Coca Cola’s Mexico ad sparks heated debate

Indigenous people featured in video disappointed as commercial criticised for “humiliating” Mixe people was taken down.

It’s a wonder that Coca-Cola’s latest Mexico Christmas commercial ever got made.

Consider the plot: sad indigenous people in the Mixe region mope around a hillside feeling rejected by society. Then a group of young white hipsters turn up to save them, with the aid of coolers full of Coke and a Christmas tree. Having watched the hipsters put up the tree, the indigenous people can only smile in wondering gratitude. 

Cue online fury and rights groups launching an official complaint against some fairly blunt cultural stereotyping concerning white-skinned saviours and a helplessly grateful brown-skinned indigenous population.

It was easy meat to national and international press, who descended on it en masse, including us at Al Jazeera.

But for one reason or another we got to the story a bit late, which gave us the opportunity to do things a bit differently.

We’d seen other media rely on rights groups to speak on behalf of the indigenous people in the video. But not also getting the opinion of those featured in the commercial seemed – in a way – to objectify and patronise them just as much as the advert itself was accused of doing.

Local views

Thus it was that we found ourselves winding our way through the mist-enveloped hills of Oaxaca state, heading to Totontopec in the Mixe region.

The first man we met was village authority Arcangel Villegas. He’d given permission for Coca-Cola to film in the town and seemed genuinely mystified by the furore surrounding it.

“I thought, this is the opportunity for the world to get to know my village Toto. Why shouldn’t they see the village and what there is, and maybe come to visit?”

Next up was Zuleyka Yatzalli, a 15-year-old schoolgirl who featured in the advert. She was bitterly disappointed when Coca-Cola was forced to pull it, and angry with those who she said had spoken in her name.

“When they took it down I was disappointed because people were saying things that weren’t true. They said we’d been humiliated, and it was the opposite, we were proud to be recognised,” she told us.
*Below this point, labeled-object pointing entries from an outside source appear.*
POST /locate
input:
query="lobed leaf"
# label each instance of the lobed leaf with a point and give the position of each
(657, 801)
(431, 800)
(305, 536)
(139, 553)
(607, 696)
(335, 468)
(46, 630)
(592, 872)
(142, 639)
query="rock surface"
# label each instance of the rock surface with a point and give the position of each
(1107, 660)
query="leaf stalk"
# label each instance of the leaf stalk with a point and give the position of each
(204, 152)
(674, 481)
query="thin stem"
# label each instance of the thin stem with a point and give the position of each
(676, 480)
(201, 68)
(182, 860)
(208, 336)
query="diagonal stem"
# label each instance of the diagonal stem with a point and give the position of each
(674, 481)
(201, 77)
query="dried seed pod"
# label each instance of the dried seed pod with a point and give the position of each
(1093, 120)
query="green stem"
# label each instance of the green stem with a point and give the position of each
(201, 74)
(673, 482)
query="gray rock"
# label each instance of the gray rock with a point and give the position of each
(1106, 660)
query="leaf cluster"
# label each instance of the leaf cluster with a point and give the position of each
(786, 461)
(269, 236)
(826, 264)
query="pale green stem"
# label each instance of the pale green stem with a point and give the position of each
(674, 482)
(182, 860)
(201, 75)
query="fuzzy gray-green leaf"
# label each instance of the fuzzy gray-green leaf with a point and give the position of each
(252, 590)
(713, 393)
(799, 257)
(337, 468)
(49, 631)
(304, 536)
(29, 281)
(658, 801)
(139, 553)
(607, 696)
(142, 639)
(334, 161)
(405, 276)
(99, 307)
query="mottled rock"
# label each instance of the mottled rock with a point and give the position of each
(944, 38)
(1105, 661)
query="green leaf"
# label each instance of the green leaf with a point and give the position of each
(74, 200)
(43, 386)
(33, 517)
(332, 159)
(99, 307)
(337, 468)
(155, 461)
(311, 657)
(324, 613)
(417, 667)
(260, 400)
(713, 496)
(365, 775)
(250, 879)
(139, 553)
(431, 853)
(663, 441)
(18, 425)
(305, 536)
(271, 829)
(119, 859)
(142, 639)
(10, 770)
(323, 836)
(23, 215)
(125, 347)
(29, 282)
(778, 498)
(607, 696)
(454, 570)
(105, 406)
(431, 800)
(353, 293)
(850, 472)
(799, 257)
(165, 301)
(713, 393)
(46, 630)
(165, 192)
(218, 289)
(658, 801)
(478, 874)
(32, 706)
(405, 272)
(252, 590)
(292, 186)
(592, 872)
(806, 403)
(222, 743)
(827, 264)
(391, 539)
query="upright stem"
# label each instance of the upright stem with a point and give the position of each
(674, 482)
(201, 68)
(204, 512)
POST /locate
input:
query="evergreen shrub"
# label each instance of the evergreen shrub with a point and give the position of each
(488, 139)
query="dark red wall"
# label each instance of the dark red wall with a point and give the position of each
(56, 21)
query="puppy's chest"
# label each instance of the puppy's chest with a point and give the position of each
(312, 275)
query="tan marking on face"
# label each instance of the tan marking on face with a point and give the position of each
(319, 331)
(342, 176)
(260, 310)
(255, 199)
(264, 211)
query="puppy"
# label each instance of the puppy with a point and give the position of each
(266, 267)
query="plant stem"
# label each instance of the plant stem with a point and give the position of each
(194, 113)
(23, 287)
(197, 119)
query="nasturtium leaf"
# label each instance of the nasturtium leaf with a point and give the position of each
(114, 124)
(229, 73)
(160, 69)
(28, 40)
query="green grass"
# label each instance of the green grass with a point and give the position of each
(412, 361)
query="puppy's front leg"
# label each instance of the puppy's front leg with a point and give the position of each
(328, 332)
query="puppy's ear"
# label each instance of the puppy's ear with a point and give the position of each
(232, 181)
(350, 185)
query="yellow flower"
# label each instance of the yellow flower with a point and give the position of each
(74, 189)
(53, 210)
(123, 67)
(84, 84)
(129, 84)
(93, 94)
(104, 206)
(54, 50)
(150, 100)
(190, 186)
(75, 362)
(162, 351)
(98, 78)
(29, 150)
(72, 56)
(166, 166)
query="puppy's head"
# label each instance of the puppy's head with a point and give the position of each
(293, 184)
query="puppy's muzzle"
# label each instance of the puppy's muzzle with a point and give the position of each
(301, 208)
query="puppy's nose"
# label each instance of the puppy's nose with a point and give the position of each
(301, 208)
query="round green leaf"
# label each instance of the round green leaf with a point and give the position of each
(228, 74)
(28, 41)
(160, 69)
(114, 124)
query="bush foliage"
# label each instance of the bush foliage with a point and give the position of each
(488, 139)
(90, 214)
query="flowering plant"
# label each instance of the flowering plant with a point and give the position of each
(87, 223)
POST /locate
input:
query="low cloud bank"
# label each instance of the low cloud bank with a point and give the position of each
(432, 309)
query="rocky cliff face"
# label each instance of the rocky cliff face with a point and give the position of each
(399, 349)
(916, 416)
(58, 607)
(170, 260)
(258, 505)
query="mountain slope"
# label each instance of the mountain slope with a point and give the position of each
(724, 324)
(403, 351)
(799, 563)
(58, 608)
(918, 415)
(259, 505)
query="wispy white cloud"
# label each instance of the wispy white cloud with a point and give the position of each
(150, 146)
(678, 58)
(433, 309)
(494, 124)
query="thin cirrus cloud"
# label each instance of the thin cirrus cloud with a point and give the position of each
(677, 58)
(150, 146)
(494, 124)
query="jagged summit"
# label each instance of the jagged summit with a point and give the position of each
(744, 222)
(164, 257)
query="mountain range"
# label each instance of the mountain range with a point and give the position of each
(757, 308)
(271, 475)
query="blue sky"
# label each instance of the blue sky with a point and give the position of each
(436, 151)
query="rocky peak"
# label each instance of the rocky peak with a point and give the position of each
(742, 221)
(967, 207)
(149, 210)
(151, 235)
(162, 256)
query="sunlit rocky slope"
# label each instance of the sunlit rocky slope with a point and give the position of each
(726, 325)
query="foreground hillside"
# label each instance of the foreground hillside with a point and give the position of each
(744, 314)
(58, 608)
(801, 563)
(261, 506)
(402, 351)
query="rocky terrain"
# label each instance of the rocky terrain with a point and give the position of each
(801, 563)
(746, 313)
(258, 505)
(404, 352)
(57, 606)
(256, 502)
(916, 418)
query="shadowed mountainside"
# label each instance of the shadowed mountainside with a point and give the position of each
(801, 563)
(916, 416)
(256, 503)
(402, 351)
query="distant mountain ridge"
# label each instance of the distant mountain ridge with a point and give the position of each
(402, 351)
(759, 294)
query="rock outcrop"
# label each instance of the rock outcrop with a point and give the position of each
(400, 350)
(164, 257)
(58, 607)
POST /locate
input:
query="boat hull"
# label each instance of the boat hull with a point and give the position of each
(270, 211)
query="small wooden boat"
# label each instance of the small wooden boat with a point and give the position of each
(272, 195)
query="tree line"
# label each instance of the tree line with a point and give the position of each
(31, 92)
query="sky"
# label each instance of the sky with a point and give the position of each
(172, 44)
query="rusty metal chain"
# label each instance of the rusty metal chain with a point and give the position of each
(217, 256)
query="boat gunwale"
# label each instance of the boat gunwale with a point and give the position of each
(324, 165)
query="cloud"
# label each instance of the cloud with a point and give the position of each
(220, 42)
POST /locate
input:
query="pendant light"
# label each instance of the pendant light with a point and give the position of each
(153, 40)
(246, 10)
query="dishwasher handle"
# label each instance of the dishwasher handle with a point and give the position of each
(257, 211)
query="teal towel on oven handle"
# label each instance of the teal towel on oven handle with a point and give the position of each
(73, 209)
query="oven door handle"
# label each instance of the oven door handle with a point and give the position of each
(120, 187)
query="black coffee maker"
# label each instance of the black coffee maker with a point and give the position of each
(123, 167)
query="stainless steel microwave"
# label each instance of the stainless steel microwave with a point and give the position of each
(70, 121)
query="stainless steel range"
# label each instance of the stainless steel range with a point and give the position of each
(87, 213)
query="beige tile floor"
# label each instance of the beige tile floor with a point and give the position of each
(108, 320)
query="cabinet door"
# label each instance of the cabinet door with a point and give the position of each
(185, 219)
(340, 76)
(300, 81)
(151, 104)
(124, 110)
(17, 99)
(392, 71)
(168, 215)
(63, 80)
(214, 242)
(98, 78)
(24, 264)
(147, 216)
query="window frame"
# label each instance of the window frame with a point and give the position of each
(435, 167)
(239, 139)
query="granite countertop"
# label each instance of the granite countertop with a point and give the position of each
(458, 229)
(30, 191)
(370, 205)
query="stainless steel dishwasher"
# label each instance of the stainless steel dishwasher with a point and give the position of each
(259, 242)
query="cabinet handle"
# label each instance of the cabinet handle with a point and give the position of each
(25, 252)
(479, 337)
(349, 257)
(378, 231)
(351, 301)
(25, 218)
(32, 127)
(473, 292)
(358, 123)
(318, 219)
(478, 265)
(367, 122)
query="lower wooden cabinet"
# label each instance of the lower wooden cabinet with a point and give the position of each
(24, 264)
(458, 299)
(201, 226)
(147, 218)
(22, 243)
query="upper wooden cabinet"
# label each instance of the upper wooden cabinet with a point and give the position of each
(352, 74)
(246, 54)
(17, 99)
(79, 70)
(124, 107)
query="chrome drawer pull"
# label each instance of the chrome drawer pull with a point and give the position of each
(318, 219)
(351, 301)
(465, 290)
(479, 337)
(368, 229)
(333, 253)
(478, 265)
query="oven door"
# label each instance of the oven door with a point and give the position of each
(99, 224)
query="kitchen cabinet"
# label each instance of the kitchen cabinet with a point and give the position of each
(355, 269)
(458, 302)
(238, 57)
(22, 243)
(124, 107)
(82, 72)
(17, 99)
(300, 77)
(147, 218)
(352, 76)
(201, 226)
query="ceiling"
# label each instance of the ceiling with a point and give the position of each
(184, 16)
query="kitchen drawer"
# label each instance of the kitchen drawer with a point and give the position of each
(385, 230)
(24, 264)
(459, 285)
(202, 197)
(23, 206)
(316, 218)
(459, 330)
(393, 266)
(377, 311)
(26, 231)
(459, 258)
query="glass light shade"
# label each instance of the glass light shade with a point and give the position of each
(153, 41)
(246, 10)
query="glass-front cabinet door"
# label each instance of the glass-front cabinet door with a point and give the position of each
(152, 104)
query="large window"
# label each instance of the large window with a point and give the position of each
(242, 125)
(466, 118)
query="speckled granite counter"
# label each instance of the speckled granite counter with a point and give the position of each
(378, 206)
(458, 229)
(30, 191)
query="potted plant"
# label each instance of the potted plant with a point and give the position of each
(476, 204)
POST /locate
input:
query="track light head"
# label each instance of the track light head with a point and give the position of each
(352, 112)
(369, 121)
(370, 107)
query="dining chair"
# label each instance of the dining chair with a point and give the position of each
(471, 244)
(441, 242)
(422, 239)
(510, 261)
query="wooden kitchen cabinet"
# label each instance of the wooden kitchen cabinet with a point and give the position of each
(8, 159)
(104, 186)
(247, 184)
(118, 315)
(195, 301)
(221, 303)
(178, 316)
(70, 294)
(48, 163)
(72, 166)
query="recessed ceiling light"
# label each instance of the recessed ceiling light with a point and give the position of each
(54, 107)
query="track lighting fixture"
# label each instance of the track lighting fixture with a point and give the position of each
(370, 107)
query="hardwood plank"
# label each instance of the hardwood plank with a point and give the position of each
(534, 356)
The general sentiment in the village seemed to be pride that Coca-Cola had chosen them for the commercial and bafflement that it had caused such offence.

Response video

Other Mixe people in surrounding towns felt differently and took part in a rights group video criticising the commercial with very valid points concerning the rise in diabetes and obesity in indigenous regions since the full-scale invasion of junk food and soda companies, especially Coca-Cola.

But our day spent with the Totontopec community raised some interesting questions for us. Was it wrong for others to have complained on their behalf without asking their thoughts?

Or were they simply unable to grasp the wider significance of the commercial in a country in which discrimination against the indigenous population is constant?

Or perhaps Coca-Cola’s advert was, as the villagers said, just not such a big deal?

Our team: cameraman Gustavo Huerta, producer Amparo Rodriguez and myself, certainly had a spirited debate after we’d finished filming. We’d be interested in hearing your views also.